For chat UIs, the 80ms vs 280ms TTFT difference is perceptible — users feel the speed. For agentic workflows with multi-turn tool use, Groq's TTFT compounds across turns.
Where Groq doesn't win
- Massive batch throughput at lowest cost per million tokens: dedicated GPU rental on RunPod / Lambda Labs for sustained high QPS can beat Groq's per-token rate. Cross-over is around 30-50M tokens/day of steady-state load with cache-miss workloads.
- Proprietary models: GPT-5, Claude, Gemini are not on Groq.
- Custom fine-tunes: Groq runs published checkpoints, not your fine-tuned models. For fine-tuned inference, use HuggingFace Inference Endpoints, Together AI, or self-host.
- Specific safety / RLHF tuning: Closed-model providers ship specific safety tuning. Open models on Groq are baseline-tuned by the model author (Meta, Alibaba, OpenAI for GPT-OSS).
How to start with Groq
- Sign up at console.groq.com. No credit card required.
- Generate an API key. Stored in your console.
- Point your code at Groq. OpenAI-compatible endpoint:
https://api.groq.com/openai/v1. Set model to one of the supported list. - Start with Llama 3.1 8B Instant — cheapest and fastest. Move up to 70B / 120B / Kimi K2 when 8B is the bottleneck.
- Upgrade to Developer tier when free limits constrain you.
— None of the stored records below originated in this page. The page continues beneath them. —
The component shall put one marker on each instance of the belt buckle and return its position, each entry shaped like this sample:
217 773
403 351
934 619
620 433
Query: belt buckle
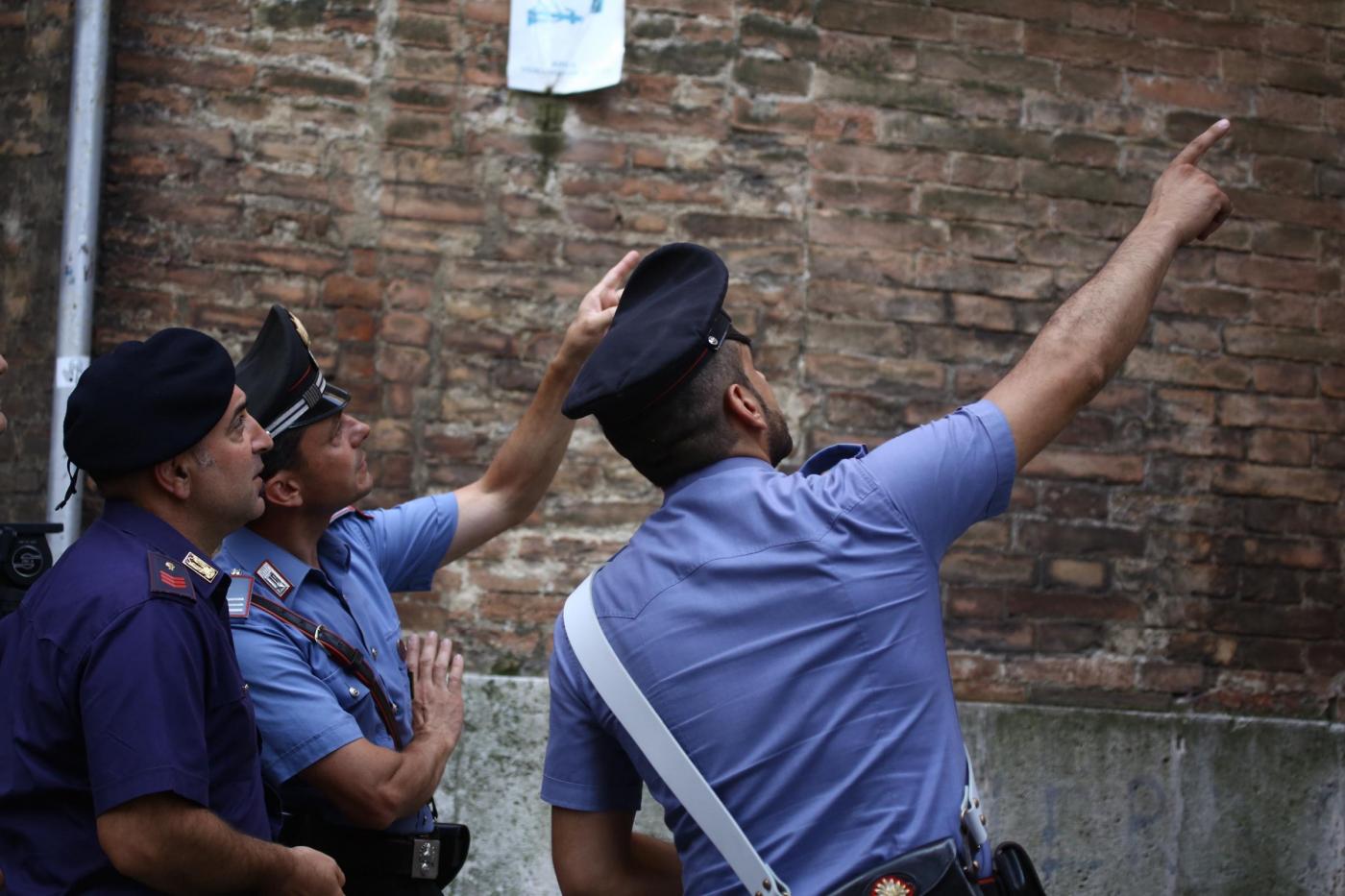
424 859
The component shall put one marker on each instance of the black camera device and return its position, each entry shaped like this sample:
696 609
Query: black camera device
23 556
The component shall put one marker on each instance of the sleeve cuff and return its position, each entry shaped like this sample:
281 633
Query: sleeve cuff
446 520
565 794
1004 451
300 757
151 781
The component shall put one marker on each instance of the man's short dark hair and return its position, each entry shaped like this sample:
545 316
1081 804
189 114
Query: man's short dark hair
688 429
284 452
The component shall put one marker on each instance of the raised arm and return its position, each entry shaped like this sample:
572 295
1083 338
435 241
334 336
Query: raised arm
527 460
177 846
1091 334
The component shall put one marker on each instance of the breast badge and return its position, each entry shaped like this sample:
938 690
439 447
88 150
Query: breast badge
892 885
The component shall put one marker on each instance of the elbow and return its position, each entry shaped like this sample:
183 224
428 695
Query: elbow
1079 370
134 858
379 811
1092 375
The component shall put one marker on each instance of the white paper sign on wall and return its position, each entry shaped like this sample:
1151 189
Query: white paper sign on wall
565 46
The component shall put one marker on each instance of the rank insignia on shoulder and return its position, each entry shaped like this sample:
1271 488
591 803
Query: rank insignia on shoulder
346 512
199 567
167 577
273 579
239 594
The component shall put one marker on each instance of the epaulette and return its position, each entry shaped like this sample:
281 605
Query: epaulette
346 512
238 594
168 577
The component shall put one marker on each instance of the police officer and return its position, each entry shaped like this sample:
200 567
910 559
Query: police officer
787 627
128 751
356 755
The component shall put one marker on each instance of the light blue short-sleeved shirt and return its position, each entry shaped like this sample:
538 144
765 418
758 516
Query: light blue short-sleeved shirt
789 631
308 705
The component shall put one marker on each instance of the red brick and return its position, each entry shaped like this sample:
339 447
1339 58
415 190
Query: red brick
988 31
1280 447
1201 30
342 289
1284 378
405 328
1278 482
1271 342
1311 415
898 20
1277 274
1187 370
- Enable Batch API + prompt caching when you can tolerate latency for the discount.
Common mistakes with Groq
- Picking the largest model by default. Llama 3.1 8B at $0.05/M solves most chat workloads. Don't pay for Kimi K2 unless capability requires it.
- Running production on the Free tier. 30 RPM is not production-safe for any meaningful customer base. Upgrade to Developer the moment you ship.
- Ignoring Batch + caching for non-realtime workloads. 75% discount is meaningful at scale.
- Treating Groq as a drop-in for GPT-5 / Claude. Test capability first — open-source models match closed models on most tasks, lag on others.
- Single-provider dependency. Groq has had outages. Set up failover via an LLM gateway — OpenRouter or LiteLLM with Groq as primary, Together AI or Fireworks as backup.